Não há dúvida de que quando o oprimido alcançar o poder oprimirá o opressor, porquanto, a lei de Talião, derrocada por Jesus, ainda prevalece entre os homens, talvez disfarçada com o nome de legítima defesa, ou coisa semelhante. Para isso, há um amparo legal na lei dos homens e até na lei divina, para que o “olho por olho e dente por dente” não desapareça do Código Civil nem do Canônico. “É direito, e também obrigação do cidadão, defender sua integridade física”, mesmo que para isso, não havendo outro recurso, tenha que levar à morte seu agressor.

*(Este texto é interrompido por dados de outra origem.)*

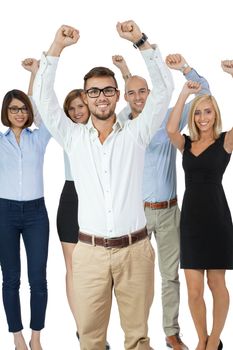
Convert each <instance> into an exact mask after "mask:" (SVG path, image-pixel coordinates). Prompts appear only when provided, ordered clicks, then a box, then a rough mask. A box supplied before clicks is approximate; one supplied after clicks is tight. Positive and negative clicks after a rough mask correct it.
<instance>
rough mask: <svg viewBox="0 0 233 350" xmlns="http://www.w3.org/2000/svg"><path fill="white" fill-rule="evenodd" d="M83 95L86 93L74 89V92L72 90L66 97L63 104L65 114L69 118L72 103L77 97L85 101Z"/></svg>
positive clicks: (83, 91) (83, 90)
mask: <svg viewBox="0 0 233 350" xmlns="http://www.w3.org/2000/svg"><path fill="white" fill-rule="evenodd" d="M83 93H84V90H83V89H74V90H71V91H70V92H69V93H68V95H67V96H66V98H65V101H64V103H63V109H64V112H65V114H66V115H67V117H68V118H70V116H69V107H70V104H71V102H72V101H73V100H74V99H75V98H77V97H80V98H81V100H82V101H83ZM83 102H84V101H83Z"/></svg>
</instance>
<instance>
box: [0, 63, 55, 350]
mask: <svg viewBox="0 0 233 350" xmlns="http://www.w3.org/2000/svg"><path fill="white" fill-rule="evenodd" d="M30 62H31V63H30ZM29 63H30V64H29ZM23 66H24V67H25V68H26V69H28V70H30V71H31V73H32V74H31V84H32V81H33V77H34V76H35V73H36V70H37V69H38V64H37V63H36V62H32V61H27V62H25V63H23ZM33 120H34V112H33V107H32V103H31V102H30V99H29V97H28V96H27V95H26V94H25V93H24V92H22V91H20V90H11V91H8V92H7V94H6V95H5V97H4V99H3V103H2V109H1V121H2V124H3V125H5V126H7V127H8V129H7V131H6V132H5V133H0V154H1V157H0V218H1V220H0V264H1V269H2V274H3V287H2V297H3V303H4V308H5V313H6V318H7V323H8V328H9V332H12V333H13V336H14V343H15V349H17V350H27V349H28V347H27V345H26V342H25V339H24V337H23V334H22V329H23V324H22V319H21V308H20V297H19V287H20V274H21V267H20V265H21V262H20V238H21V236H22V239H23V242H24V246H25V250H26V256H27V272H28V280H29V285H30V309H31V310H30V311H31V318H30V328H31V330H32V332H31V340H30V343H29V346H30V348H31V349H32V350H42V347H41V344H40V331H41V329H42V328H44V321H45V312H46V306H47V281H46V264H47V255H48V239H49V221H48V215H47V211H46V207H45V203H44V189H43V162H44V154H45V149H46V146H47V144H48V141H49V139H50V137H51V136H50V134H49V132H48V131H47V129H46V128H45V126H44V124H41V125H40V127H39V129H35V130H31V129H29V127H30V126H31V125H32V123H33Z"/></svg>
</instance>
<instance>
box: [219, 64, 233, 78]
mask: <svg viewBox="0 0 233 350" xmlns="http://www.w3.org/2000/svg"><path fill="white" fill-rule="evenodd" d="M221 67H222V69H223V71H224V72H226V73H228V74H231V75H232V76H233V60H224V61H221Z"/></svg>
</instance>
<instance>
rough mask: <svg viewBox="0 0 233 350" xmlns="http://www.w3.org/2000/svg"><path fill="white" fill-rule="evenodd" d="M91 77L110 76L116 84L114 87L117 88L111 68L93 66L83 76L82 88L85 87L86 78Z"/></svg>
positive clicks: (116, 81) (114, 73) (85, 82)
mask: <svg viewBox="0 0 233 350" xmlns="http://www.w3.org/2000/svg"><path fill="white" fill-rule="evenodd" d="M93 77H97V78H98V77H111V78H113V80H114V82H115V84H116V88H118V84H117V81H116V78H115V73H114V72H113V71H112V70H111V69H109V68H106V67H94V68H92V69H91V70H90V71H89V72H88V73H87V74H86V75H85V76H84V89H85V88H86V83H87V80H88V79H90V78H93Z"/></svg>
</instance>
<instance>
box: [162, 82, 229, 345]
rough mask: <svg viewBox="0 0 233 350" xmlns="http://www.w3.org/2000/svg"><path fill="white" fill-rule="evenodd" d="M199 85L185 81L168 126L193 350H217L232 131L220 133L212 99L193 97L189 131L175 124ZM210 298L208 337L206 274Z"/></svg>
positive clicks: (199, 96) (224, 248)
mask: <svg viewBox="0 0 233 350" xmlns="http://www.w3.org/2000/svg"><path fill="white" fill-rule="evenodd" d="M200 88H201V87H200V84H198V83H195V82H187V83H186V84H185V85H184V87H183V89H182V91H181V93H180V96H179V98H178V100H177V103H176V105H175V107H174V109H173V111H172V113H171V115H170V118H169V121H168V123H167V132H168V134H169V137H170V139H171V142H172V143H173V144H174V145H175V146H176V147H177V148H178V149H179V150H180V151H181V152H182V153H183V168H184V171H185V184H186V189H185V193H184V198H183V203H182V210H181V223H180V227H181V268H183V269H184V272H185V277H186V282H187V288H188V297H189V307H190V311H191V315H192V318H193V321H194V324H195V328H196V331H197V334H198V338H199V342H198V345H197V347H196V350H221V349H222V348H223V344H222V342H221V340H220V335H221V332H222V330H223V327H224V323H225V320H226V317H227V312H228V308H229V294H228V290H227V288H226V285H225V271H226V270H227V269H233V227H232V219H231V214H230V210H229V208H228V204H227V201H226V197H225V194H224V190H223V187H222V184H221V181H222V176H223V173H224V171H225V169H226V167H227V165H228V162H229V160H230V157H231V152H232V150H233V129H231V130H230V131H228V132H221V117H220V111H219V108H218V105H217V102H216V100H215V98H214V97H213V96H209V95H202V96H198V97H196V98H195V99H194V101H193V104H192V108H191V110H190V115H189V120H188V127H189V133H190V136H186V135H182V134H181V133H180V131H179V122H180V118H181V114H182V110H183V107H184V104H185V102H186V100H187V98H188V96H189V95H190V94H193V93H198V92H199V90H200ZM205 273H206V276H207V283H208V286H209V288H210V291H211V293H212V297H213V326H212V329H211V331H210V333H208V331H207V322H206V305H205V301H204V297H203V294H204V276H205Z"/></svg>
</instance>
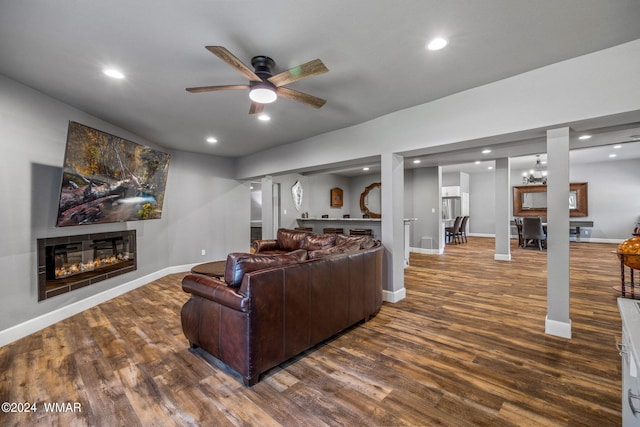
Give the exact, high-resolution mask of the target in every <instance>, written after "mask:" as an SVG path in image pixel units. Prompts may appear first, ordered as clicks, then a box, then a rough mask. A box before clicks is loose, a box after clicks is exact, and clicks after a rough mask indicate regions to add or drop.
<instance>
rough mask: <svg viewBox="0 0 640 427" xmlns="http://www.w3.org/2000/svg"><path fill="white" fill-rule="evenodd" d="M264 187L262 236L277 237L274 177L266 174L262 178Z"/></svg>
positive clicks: (263, 237)
mask: <svg viewBox="0 0 640 427" xmlns="http://www.w3.org/2000/svg"><path fill="white" fill-rule="evenodd" d="M261 187H262V238H263V239H275V235H276V231H277V230H275V231H274V229H273V178H272V177H271V176H265V177H264V178H262V180H261Z"/></svg>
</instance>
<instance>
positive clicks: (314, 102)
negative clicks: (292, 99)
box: [276, 87, 327, 108]
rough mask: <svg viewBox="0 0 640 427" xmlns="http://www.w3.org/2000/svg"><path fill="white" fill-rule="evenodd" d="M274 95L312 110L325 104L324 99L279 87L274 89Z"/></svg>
mask: <svg viewBox="0 0 640 427" xmlns="http://www.w3.org/2000/svg"><path fill="white" fill-rule="evenodd" d="M276 93H277V94H278V96H281V97H283V98H289V99H293V100H294V101H299V102H302V103H304V104H307V105H310V106H312V107H313V108H320V107H322V106H323V105H324V104H325V103H326V102H327V101H326V100H324V99H321V98H317V97H315V96H313V95H309V94H308V93H304V92H299V91H297V90H293V89H289V88H288V87H279V88H277V89H276Z"/></svg>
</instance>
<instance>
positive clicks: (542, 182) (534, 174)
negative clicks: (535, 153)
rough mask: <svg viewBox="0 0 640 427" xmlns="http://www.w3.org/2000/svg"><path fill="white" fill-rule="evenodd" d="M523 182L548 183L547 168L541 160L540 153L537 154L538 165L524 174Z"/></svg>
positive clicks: (532, 183)
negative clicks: (540, 158)
mask: <svg viewBox="0 0 640 427" xmlns="http://www.w3.org/2000/svg"><path fill="white" fill-rule="evenodd" d="M522 183H523V184H525V185H530V184H542V185H547V168H546V166H544V165H543V163H542V161H541V160H540V154H538V155H536V166H535V168H534V169H531V170H530V171H529V172H528V173H527V172H525V173H523V174H522Z"/></svg>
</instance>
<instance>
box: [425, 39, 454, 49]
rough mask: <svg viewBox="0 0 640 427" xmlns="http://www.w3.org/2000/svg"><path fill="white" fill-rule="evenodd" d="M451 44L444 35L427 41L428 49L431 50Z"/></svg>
mask: <svg viewBox="0 0 640 427" xmlns="http://www.w3.org/2000/svg"><path fill="white" fill-rule="evenodd" d="M448 44H449V41H448V40H447V39H445V38H442V37H436V38H434V39H433V40H431V41H430V42H429V43H427V49H429V50H440V49H442V48H444V47H445V46H446V45H448Z"/></svg>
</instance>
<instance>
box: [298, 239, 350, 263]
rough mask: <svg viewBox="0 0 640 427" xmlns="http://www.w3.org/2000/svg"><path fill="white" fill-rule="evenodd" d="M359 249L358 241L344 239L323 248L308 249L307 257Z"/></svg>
mask: <svg viewBox="0 0 640 427" xmlns="http://www.w3.org/2000/svg"><path fill="white" fill-rule="evenodd" d="M358 250H360V244H359V243H358V242H349V241H345V242H342V243H341V244H339V245H335V246H331V247H329V248H325V249H318V250H315V251H309V252H308V254H309V259H318V258H324V257H326V256H331V255H336V254H344V253H348V252H355V251H358Z"/></svg>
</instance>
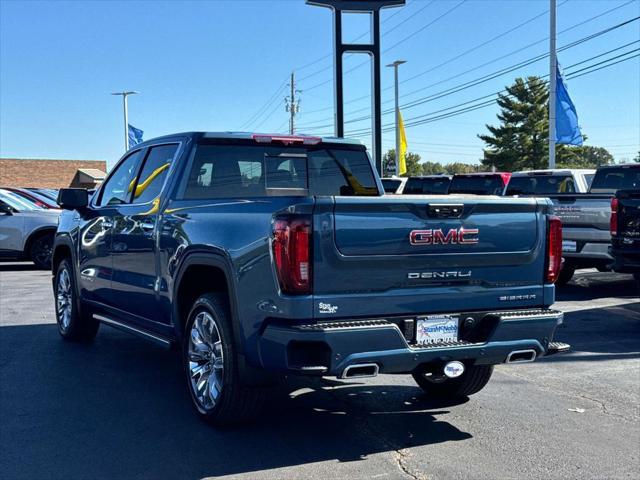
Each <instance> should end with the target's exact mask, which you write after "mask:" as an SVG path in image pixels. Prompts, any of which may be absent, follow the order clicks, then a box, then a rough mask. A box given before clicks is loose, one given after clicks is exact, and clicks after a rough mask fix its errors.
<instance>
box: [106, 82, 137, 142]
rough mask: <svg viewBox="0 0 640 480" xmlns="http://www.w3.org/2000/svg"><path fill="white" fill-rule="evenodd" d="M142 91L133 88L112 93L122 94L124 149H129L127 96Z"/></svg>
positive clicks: (128, 122) (113, 94)
mask: <svg viewBox="0 0 640 480" xmlns="http://www.w3.org/2000/svg"><path fill="white" fill-rule="evenodd" d="M138 93H140V92H135V91H133V90H130V91H124V92H114V93H112V94H111V95H122V110H123V112H124V151H125V152H127V151H129V110H128V106H127V97H128V96H129V95H136V94H138Z"/></svg>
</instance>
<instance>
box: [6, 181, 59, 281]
mask: <svg viewBox="0 0 640 480" xmlns="http://www.w3.org/2000/svg"><path fill="white" fill-rule="evenodd" d="M14 190H15V189H6V188H0V258H5V259H16V260H22V259H27V260H31V261H32V262H33V263H34V264H35V265H36V266H37V267H38V268H42V269H50V268H51V252H52V246H53V237H54V235H55V232H56V228H57V226H58V217H59V215H60V210H59V209H54V208H45V207H42V206H41V205H40V203H36V202H37V200H35V199H31V198H30V197H27V196H26V194H23V195H20V193H18V192H16V191H14ZM17 190H24V189H17ZM56 205H57V204H56Z"/></svg>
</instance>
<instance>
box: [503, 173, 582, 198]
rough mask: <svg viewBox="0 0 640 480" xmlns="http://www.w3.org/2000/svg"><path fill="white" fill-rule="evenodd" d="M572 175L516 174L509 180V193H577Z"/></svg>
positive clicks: (530, 194) (533, 194)
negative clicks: (524, 174)
mask: <svg viewBox="0 0 640 480" xmlns="http://www.w3.org/2000/svg"><path fill="white" fill-rule="evenodd" d="M575 191H576V185H575V183H574V181H573V177H572V176H571V175H544V176H543V175H540V176H514V177H511V180H510V181H509V186H508V187H507V195H542V194H552V193H575Z"/></svg>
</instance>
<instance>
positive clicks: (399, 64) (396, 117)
mask: <svg viewBox="0 0 640 480" xmlns="http://www.w3.org/2000/svg"><path fill="white" fill-rule="evenodd" d="M403 63H407V62H406V60H396V61H395V62H393V63H391V64H389V65H387V67H393V76H394V86H395V94H396V176H397V175H399V173H400V100H399V96H398V66H400V65H402V64H403Z"/></svg>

Perdoa e serás perdoado, liberta e serás libertado,isso pode funcionar no plano divino, mas, na realidade humana, quase sempre, funciona ao contrário: perdoa e não serás perdoado, liberta e serás prisioneiro do libertado. Quem não tem saudade do tempo em que se podia ir e vir. Andar sem medo pelas ruas de qualquer cidade ou capital, dormir com janela aberta nas noites de calor... quem não tem saudade dos tempos em que somente o dono, podia tanger os bens tangíveis?

Quanta síndrome aporta o coração humano do homem moderno, informatizado, globalizado e abortado do convívio social com o semelhante. Cadê meu carro, meu relógio, meu celular, minha propriedade rural? Quem roubou a minha paz?

Nunca as placas luminosas informando a temperatura e as horas foram tão consultadas quanto agora. Não por causa da temperatura, mas por causa das horas, porque já não se podem usar relógios de pulso. Atualmente, ando com um relógio barato, uma verdadeira falsificação, coisa comprada do Paraguai por R$ 15,00. Quem ousa (o) usar um relógio bom, um celular bom, um carro bom?

Posso usar um relógio barato, um celular barato, coisas por que não se interessam os ladrões, mas devo usar uma carroça, para me transportar, porque a blindagem de um carro é mais cara que o próprio carro. Ih!

- Porque não usar transporte coletivo? – diria o interlocutor.

- São por acaso, blindados os coletivos?

Tenho que usar relógio barato, celular barato e andar à pé, em viés, atravessando a rua, ainda que meu objetivo esteja de meu lado. Preciso estar constantemente mudando o rumo do percurso, dar voltas como o faz a rolinha, que nunca pousa primeiro na árvore onde está seu ninho, mas pousa em outra, para não denunciar sua casa. Tenho que, freqüentemente, atravessar a rua e mais adiante, fazer o contrário. Não posso andar sempre pelos mesmo caminhos. É preciso despistar o predador, como faz grande parte dos animais silvestres...

Insistir em usar objetos pessoais, ainda que necessários é loucura. O cidadão que usar essas coisas, decerto, será assaltado, senão morto, para que aquele bem de sua propriedade seja transferido para outra pessoa, sem nenhuma recompensa remuneratória, a não ser a graça de permanecer vivo. Portanto, quem se encontrar com alguém na rua, portando um objeto de valor, afaste-se dele, porque ou é bandido ou é um cidadão preste a ser assaltado ou morto e pode ser que uma bala perdida te ache.

O cidadão não pode usar relógio, celular nem arma, mas o bandido usa tudo isso. É o oprimido que passou a oprimir o opressor. É o flanelinha do sinal de trânsito que agora, em vez de uma flanela, usa uma arma.